Geçtiğimiz günlerde bir İslamcı STK’da bazı İslamcı arkadaşlarla yine bu konuları konuşurken yine Ak Partiye yakın ve İslamcılığı ile bilinen bir hocamız arkadaşımız iktidarın bu söylem eylem farklılığını Amerika’nın gücü ile izah ediyor ve özetle Amerika’nın gücüne erişmeden yapacağımız bir şey yok diyordu. Bende hiçbir zaman Amerika’nın gücüne erişme ihtimalimiz olmadığına göre yapacak bir şey hiçbir zaman olmayacak dedim. Orada bulunan kimse bir şey demedi.

Başka ikili sohbetlerde de gördüğüm anladığım o ki Ak Parti İslamcıları Amerika’nın gücüne teslim olmuş durumdalar. Amerika’nın gücü ve ödeteceği bedel devlet olarak Gazze’deki iki milyon insanın yaşadığı zulüm karşısında, Gazze’deki çocuk, kadın masum sivilin soykırıma uğratılmasına sadece söz söyleyip hiçbir şey yapmamayı meşrulaştırıyor.

Amerika’nın gücü bahanesi ile Gazze’de hem hiçbir şey yapmıyor hem de çok şey yapıyor gözükmek istiyoruz. STK’larımız cemaatlerimiz zarar görmesin diye iktidarı eleştirmekten korkuyoruz. Oportünist bir yaklaşım içerisindeyiz. 

FETÖ lideri Fetullah Gülen bundan 20-30 yıl önce Amerika’nın gücünü görmüş ona teslim olmuştu. Oportünist bir mantıkla Amerika’nın gölgesi altında kendince İslami bir faaliyet yapıyor kendi ifadesi ile güneşin doğup battığı her yere Peygamberimizin adını mesajını ulaştırmaya çalıştığını iddia ediyordu.

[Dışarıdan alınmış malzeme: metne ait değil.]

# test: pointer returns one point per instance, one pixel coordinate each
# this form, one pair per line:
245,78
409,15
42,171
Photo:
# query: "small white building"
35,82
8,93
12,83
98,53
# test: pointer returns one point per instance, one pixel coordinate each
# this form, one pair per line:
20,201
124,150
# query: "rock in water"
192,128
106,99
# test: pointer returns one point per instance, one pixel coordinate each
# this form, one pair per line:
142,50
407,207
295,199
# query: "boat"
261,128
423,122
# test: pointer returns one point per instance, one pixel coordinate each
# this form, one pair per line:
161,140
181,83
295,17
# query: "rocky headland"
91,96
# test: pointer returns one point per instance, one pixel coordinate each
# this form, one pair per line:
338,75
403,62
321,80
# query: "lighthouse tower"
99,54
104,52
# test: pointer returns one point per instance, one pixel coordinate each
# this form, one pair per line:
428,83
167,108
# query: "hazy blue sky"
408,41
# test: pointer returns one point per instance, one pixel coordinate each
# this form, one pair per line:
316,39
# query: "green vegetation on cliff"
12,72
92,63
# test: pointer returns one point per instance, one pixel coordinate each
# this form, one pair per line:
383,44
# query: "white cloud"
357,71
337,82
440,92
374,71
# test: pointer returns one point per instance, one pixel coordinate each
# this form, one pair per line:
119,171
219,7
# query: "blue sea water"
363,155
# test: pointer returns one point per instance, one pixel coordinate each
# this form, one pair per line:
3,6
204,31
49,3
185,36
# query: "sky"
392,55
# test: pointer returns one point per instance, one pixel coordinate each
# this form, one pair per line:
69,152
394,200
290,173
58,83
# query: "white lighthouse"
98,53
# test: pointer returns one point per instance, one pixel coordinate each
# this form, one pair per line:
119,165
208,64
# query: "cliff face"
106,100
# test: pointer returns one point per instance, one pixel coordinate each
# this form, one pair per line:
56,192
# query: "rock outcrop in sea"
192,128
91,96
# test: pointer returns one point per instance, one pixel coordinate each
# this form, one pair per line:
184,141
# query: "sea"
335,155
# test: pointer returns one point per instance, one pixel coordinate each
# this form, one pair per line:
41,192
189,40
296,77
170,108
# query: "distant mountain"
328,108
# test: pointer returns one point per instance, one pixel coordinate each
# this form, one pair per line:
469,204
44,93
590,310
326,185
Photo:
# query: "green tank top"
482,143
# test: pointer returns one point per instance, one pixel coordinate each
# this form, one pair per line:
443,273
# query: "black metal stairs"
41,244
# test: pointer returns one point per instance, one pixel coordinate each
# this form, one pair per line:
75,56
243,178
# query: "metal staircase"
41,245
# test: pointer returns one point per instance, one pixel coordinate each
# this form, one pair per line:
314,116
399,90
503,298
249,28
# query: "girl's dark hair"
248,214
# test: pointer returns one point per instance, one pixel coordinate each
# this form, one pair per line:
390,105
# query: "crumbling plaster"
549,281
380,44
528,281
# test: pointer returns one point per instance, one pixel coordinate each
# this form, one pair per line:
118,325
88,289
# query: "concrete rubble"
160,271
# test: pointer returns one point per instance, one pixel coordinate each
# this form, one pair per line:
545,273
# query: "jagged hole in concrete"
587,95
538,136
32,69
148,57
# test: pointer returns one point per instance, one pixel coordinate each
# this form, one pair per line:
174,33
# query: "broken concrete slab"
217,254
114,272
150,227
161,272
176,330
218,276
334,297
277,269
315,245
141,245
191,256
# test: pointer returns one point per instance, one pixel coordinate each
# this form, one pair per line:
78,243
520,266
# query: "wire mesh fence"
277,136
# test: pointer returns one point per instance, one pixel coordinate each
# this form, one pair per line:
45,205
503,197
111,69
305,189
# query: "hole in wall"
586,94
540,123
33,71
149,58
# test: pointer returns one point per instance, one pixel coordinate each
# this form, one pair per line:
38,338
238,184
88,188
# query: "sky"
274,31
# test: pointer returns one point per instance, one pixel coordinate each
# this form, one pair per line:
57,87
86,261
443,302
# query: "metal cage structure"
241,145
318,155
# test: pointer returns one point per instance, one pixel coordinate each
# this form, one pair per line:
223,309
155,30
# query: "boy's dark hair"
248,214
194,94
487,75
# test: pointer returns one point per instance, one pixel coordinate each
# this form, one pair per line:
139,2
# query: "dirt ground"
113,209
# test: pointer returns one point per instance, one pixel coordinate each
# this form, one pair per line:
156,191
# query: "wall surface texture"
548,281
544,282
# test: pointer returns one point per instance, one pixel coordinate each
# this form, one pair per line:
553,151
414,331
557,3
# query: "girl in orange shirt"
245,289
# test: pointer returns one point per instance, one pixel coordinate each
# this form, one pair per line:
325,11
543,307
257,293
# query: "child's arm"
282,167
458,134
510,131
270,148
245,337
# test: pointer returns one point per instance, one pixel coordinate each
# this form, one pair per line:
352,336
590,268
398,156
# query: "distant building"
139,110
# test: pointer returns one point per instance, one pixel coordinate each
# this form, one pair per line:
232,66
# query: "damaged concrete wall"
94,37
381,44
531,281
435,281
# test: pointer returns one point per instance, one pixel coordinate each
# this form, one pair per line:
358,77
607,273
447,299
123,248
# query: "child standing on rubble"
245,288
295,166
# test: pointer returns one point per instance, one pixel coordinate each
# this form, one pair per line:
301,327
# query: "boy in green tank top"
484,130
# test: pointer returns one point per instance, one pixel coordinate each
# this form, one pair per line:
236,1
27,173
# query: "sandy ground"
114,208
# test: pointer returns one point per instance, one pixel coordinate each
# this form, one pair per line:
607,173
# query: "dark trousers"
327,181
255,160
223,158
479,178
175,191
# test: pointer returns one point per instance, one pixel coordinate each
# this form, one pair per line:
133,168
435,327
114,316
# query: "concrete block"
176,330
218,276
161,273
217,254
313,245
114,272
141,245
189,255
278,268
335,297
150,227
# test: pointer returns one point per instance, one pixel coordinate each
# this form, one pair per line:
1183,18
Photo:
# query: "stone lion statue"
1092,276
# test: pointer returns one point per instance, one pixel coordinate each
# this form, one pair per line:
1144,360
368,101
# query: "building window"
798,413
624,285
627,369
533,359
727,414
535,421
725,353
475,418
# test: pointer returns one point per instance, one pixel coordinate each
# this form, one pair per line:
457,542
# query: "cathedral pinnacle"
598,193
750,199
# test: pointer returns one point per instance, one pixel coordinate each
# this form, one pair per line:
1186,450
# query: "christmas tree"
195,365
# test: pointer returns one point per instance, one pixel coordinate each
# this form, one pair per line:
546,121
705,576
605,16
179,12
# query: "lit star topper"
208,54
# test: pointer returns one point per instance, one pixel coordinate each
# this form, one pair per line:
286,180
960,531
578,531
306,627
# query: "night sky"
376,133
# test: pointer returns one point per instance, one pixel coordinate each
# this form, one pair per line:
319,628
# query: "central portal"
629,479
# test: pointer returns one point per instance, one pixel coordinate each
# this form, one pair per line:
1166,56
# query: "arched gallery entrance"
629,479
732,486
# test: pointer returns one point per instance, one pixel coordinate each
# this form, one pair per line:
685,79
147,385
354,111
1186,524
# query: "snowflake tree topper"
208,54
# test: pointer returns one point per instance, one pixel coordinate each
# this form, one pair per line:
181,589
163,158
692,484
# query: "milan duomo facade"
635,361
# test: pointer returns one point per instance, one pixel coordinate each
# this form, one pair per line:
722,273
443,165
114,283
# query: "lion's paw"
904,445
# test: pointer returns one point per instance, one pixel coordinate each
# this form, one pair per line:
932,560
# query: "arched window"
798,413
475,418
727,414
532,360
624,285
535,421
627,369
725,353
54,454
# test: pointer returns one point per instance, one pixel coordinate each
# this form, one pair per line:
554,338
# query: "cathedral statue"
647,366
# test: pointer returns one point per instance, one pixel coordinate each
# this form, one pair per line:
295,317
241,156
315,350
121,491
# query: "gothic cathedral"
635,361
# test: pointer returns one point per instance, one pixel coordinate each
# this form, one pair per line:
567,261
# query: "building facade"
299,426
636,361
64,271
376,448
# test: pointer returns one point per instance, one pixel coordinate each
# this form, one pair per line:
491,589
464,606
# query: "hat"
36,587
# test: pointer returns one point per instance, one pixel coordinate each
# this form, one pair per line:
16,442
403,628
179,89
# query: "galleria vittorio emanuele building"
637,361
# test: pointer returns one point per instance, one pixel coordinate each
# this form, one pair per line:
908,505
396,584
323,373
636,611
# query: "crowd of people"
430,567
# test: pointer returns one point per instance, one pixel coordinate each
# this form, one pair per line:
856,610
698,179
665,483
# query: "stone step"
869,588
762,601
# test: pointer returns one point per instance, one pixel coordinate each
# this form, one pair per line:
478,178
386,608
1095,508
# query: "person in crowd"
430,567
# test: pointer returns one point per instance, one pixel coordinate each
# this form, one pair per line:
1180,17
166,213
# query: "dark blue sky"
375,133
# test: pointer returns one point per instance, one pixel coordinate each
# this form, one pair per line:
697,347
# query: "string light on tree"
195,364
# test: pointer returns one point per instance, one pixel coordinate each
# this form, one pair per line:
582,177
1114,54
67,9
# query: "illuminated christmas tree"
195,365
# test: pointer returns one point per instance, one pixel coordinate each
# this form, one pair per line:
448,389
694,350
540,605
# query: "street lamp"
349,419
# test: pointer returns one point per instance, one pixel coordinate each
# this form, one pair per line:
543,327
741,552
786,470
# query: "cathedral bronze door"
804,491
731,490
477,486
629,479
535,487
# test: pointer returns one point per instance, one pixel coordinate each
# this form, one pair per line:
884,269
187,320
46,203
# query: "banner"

Bence Ak Partili İslamcı STK’lar esasen FETÖ lideri Fethullah Gülen’in 20-30 yıl önce yaptığını yapıyorlar tek farkla, FETÖ lideri Fetullah Gülen’in Amerika’nın gücüne teslim olurken anti Amerikancı gözükmek gibi bir derdi yoktu. Ak Partili İslamcı STK’lar oportünist bir mantıkla hem Amerika’nın gücüne teslim olup hem de anti Amerikancı gözükmek istiyorlar.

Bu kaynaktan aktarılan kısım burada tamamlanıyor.